As readers of this blog know, the freedom of religious organizations to take religious considerations into account in their personnel decisions is under attack. Certain federal statutes forbid participants in federally funded programs from "discriminating" on the basis of religion, even in their employment decisions. One objective of President Bush's faith-based initiative was to exempt religious organizations from these requirements. Legislation designed to accomplish that purpose never garnered the 60 votes necessary to get out of the Senate. As a result, these federal statutory provisions remain.
Of course, the continued existence of these provisions isn't the end of the story. In our view -- and in the view of some courts -- government violates the Constitution when it forbids religious organizations from taking religion into account in personnel decisions. The Constitution isn't the only limit on federal power over religious associational freedom; the Religious Freedom Restoration Act (RFRA) also restrains this power. In essence, RFRA declares that the federal government may not substantially burden religious exercise unless the burden is the least restrictive means of achieving a compelling governmental interest.

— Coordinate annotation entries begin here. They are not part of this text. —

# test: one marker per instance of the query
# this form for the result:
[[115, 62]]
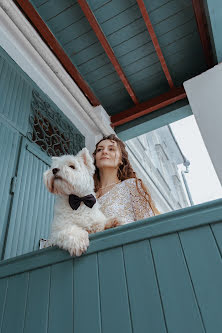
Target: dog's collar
[[75, 201]]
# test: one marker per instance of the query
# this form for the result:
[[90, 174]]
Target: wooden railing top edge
[[176, 221]]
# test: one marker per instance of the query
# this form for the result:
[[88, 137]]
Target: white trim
[[20, 40]]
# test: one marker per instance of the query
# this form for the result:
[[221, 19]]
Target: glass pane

The question arises, then, whether federal statutes that condition receipt of federal money upon compliance with a religion non-discrimination rule violate RFRA (when applied to religious organizations). Professor Carl Esbeck of the University of Missouri has a forthcoming essay addressing this question. It is entitled, "The Application of RFRA to Override Employment Nondiscrimination Clauses Embedded in Federal Social Service Programs." An abstract of the article is on SSRN, and the paper can be downloaded from that site.